The Investors Association (IA) have, with the Institutional Voting Information Service (IVIS), produced a practical approach to tackling the application of the IA’s latest Principles of Remuneration at AGMs in 2019. The result is a clear warning to UK listed companies that their Executive Remuneration Polices are more at risk than ever of being voted down by investors.
This Alert provides you with a summary of IVIS’s new approach, what you should consider in advance of your upcoming 2019 AGM and some practical advice in our Tapestry Comment. 
Notably, IVIS clarified its approach to ‘red-topped’ and ‘amber-topped’ remuneration reports and policies. This traffic light system reflects compliance with best practice and is heavily relied upon by shareholders, who will likely approve or reject a report based on this guidance, making compliance with the IA Principles integral to the approval of executive remuneration. The approach covers post-employment shareholding periods and pensions and is summarised below.

Post-employment shareholding periods 

  • The latest IA Principles state that executive shareholdings should be significant and that companies should impose a post-retirement shareholding requirement of at least two years. In particular, this requirement should be ‘established for all new executive directors and for existing executive directors at the earliest opportunity and at a minimum by the company’s next policy vote’.
  • Remuneration policies being put to shareholder vote this year should include post-employment holding periods in line with the IA Principles. If not the policy will be ‘amber-topped’ by IVIS.
  • If there is no policy vote this year, those companies not in line with the Principles will be ‘noted’.

Tapestry comment
This is a development reflecting the latest UK Corporate Governance Code. Post-employment holding periods are a relatively new tool in driving “good” corporate behaviour in executive remuneration but this is now unambiguously headline news for companies. For many companies this requirement will require a review of existing plan documents and shareholding policies. Given the pointed tone of the IA in their guidance, this needs to be started now! Companies will need to consider how these new shareholding requirements will be implemented and enforced, as well as how their existing executive shareholding arrangements will operate practically. We can help design and draft the terms of such mechanisms, as well as assisting you with your disclosures and remuneration report compliance. If you would like advice on this, please let us know.

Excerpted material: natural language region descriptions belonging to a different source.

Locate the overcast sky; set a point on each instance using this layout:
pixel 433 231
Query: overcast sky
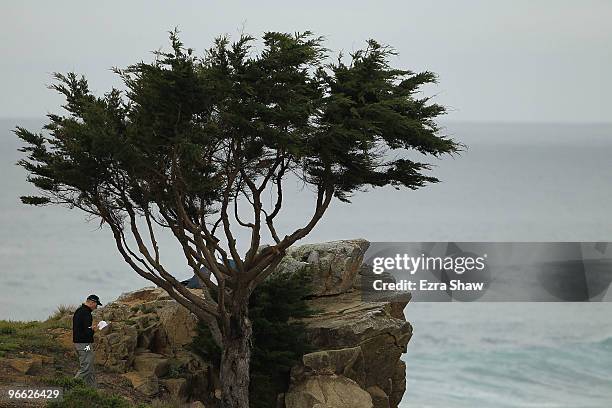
pixel 535 61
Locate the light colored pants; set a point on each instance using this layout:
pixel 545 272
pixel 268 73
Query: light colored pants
pixel 85 352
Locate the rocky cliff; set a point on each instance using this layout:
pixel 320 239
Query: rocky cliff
pixel 359 344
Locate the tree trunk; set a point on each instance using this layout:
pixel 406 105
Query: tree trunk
pixel 236 359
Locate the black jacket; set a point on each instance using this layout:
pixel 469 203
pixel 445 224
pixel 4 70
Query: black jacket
pixel 81 323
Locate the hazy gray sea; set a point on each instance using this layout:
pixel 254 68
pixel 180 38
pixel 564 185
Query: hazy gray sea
pixel 516 182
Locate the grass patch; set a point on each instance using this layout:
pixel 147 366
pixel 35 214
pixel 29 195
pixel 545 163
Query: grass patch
pixel 28 336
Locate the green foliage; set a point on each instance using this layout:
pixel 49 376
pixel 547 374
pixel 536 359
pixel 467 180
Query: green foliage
pixel 278 338
pixel 84 396
pixel 183 118
pixel 279 341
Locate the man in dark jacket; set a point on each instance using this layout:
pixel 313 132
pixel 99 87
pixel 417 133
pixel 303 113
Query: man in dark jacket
pixel 82 336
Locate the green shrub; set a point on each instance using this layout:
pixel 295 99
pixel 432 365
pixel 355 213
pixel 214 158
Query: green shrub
pixel 66 382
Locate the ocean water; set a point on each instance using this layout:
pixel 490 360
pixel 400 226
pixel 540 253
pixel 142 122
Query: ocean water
pixel 515 182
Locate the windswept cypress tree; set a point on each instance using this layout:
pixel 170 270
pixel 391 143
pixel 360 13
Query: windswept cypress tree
pixel 193 138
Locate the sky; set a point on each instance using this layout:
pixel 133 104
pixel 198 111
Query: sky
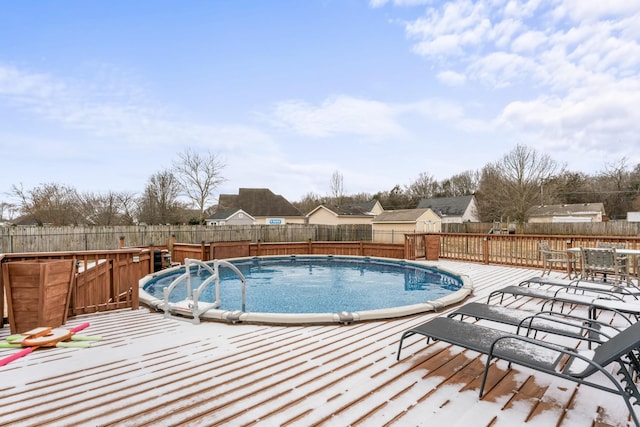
pixel 99 96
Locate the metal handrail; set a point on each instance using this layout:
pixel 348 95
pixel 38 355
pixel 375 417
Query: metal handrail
pixel 190 304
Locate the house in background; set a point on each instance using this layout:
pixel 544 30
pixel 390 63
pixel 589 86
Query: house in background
pixel 230 217
pixel 262 205
pixel 578 212
pixel 354 213
pixel 391 226
pixel 453 210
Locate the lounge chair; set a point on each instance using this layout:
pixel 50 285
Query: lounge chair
pixel 594 301
pixel 551 322
pixel 624 288
pixel 567 363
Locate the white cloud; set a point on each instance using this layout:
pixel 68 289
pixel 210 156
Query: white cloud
pixel 339 115
pixel 380 3
pixel 451 78
pixel 528 42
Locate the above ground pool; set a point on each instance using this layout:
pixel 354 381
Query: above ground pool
pixel 310 289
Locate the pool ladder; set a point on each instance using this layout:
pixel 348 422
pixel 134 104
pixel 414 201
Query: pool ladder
pixel 191 306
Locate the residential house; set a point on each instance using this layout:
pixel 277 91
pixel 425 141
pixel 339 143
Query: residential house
pixel 391 226
pixel 230 217
pixel 262 205
pixel 578 212
pixel 353 213
pixel 453 210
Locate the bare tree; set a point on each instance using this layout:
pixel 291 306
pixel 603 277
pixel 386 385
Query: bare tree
pixel 50 203
pixel 423 187
pixel 462 184
pixel 199 175
pixel 106 209
pixel 512 185
pixel 337 187
pixel 159 204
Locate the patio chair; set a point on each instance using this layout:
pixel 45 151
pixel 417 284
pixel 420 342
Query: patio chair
pixel 551 322
pixel 593 300
pixel 602 262
pixel 552 258
pixel 556 360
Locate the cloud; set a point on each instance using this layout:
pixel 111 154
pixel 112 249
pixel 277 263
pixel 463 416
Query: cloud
pixel 380 3
pixel 338 115
pixel 118 112
pixel 451 78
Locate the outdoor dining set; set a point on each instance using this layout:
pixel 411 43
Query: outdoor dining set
pixel 600 280
pixel 609 261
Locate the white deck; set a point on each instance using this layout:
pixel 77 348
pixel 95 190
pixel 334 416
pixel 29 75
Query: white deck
pixel 149 370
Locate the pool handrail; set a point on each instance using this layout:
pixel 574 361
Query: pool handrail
pixel 190 304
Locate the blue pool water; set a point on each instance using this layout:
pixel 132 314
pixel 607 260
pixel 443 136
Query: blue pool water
pixel 317 284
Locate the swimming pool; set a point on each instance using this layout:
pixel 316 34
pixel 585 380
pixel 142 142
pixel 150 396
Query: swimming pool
pixel 317 289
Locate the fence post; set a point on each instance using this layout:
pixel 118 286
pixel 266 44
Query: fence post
pixel 485 250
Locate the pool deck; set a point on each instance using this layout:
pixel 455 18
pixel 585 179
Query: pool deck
pixel 148 370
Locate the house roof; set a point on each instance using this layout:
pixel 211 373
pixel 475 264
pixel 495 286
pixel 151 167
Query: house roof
pixel 226 214
pixel 400 215
pixel 258 202
pixel 447 206
pixel 351 209
pixel 567 210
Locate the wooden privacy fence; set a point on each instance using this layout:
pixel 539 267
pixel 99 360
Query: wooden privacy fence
pixel 221 250
pixel 86 238
pixel 104 280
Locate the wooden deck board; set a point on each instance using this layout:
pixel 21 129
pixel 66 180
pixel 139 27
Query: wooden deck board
pixel 220 374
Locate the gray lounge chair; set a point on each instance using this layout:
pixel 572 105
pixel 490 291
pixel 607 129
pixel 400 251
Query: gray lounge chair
pixel 566 325
pixel 626 287
pixel 567 363
pixel 594 301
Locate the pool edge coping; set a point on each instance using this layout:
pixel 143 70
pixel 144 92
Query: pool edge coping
pixel 320 318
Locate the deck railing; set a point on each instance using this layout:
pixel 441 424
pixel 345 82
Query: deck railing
pixel 505 249
pixel 107 280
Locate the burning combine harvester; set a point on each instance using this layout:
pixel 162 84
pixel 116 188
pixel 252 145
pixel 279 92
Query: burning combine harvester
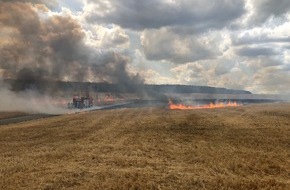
pixel 81 102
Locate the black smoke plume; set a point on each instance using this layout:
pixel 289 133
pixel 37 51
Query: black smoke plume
pixel 36 47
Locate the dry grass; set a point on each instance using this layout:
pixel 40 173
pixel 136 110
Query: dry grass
pixel 236 148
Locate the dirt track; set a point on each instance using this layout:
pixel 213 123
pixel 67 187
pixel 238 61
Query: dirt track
pixel 23 118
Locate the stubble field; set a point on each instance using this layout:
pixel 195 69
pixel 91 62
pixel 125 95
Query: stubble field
pixel 244 147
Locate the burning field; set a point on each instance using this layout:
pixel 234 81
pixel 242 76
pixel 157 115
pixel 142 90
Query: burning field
pixel 240 147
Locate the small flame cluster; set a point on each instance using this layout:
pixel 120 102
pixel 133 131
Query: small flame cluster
pixel 173 106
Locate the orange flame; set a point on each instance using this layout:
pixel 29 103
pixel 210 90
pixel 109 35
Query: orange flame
pixel 173 106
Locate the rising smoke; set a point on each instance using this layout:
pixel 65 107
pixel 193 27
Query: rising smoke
pixel 36 47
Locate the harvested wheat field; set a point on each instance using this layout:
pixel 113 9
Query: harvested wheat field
pixel 244 147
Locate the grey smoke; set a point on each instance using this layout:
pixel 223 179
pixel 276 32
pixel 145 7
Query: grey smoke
pixel 53 49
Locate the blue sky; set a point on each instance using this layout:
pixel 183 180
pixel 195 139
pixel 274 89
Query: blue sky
pixel 240 44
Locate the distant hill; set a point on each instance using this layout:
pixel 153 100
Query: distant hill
pixel 48 86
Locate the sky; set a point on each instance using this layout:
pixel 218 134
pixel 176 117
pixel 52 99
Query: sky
pixel 238 44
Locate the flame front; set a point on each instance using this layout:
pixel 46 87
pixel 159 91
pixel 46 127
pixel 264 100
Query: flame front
pixel 173 106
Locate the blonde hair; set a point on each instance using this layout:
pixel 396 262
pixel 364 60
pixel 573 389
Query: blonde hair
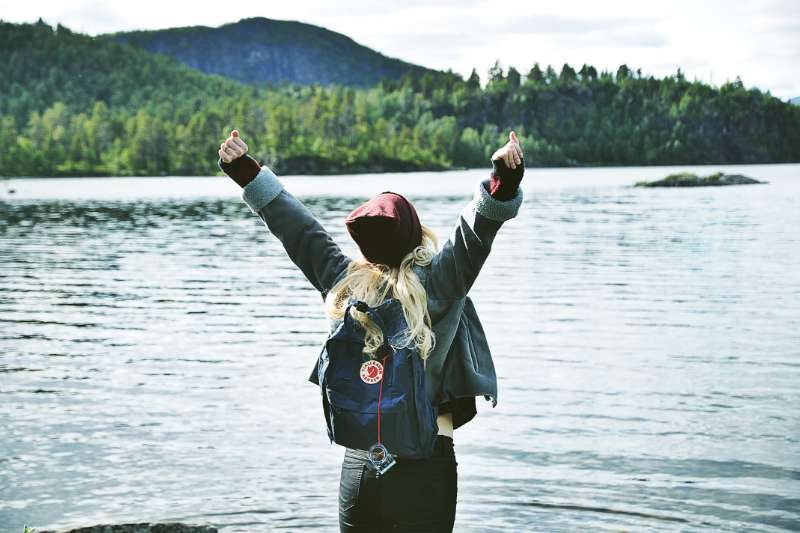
pixel 373 282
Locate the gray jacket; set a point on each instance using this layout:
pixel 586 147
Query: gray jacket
pixel 460 365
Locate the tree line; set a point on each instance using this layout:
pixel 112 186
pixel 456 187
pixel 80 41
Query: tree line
pixel 73 105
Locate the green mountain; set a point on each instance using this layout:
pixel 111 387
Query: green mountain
pixel 266 51
pixel 76 105
pixel 43 65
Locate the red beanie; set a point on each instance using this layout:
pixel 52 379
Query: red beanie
pixel 386 228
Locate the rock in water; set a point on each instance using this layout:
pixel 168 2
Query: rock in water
pixel 143 527
pixel 688 179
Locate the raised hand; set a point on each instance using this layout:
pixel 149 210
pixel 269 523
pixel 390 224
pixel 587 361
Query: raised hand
pixel 510 153
pixel 232 148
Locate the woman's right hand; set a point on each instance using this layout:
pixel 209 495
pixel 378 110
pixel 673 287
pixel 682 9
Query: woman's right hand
pixel 510 153
pixel 232 148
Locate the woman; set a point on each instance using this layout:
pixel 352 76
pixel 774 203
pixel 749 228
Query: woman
pixel 400 259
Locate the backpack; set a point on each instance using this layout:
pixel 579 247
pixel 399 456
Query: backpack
pixel 379 405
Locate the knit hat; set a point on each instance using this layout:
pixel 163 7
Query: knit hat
pixel 386 228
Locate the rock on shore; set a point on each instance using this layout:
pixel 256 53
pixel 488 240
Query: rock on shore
pixel 689 179
pixel 142 527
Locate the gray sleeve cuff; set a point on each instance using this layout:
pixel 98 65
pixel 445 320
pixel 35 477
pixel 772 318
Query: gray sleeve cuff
pixel 264 188
pixel 493 208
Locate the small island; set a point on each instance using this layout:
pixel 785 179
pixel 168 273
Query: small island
pixel 689 179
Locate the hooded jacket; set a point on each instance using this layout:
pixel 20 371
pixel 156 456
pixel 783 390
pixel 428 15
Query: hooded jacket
pixel 460 367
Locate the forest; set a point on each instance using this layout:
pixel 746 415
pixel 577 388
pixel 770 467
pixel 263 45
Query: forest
pixel 75 105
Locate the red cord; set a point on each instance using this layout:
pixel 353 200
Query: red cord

Executive Director Pensions

New Appointments:

  • New Remuneration Policies: Companies should make it explicit that executive pension contributions should be set in line with the majority of the workforce. Failure to do so will result in the report being ‘red-topped’ by IVIS.
  • Remuneration Report Implementation: If new appointees from 1 March 2019 have pension contributions at a higher level than those provided to the majority of the workforce, the Remuneration Report will be ‘red-topped’.  

Existing Directors

  • Remuneration policies and reports where an Executive Director receives a pension contribution of 25%, or more, will be ‘amber-topped’.  


  • Companies should disclose the pension contribution level which they consider to be the level for the majority of the workforce and their Remuneration Reports should confirm if the pension contributions for new joiners, new appointees or existing executive directors are at that level for the majority of the workforce.

Tapestry comment 
This guidance reflects the changes to the UK Corporate Governance Code and adds ‘teeth’ to the comply or explain approach through the red-topping and amber-topping of non-compliant policies and reports. Setting the appropriate level of executive pension contributions is now critical, as a red-topped report substantially increases the likelihood of the policy being voted down by shareholders.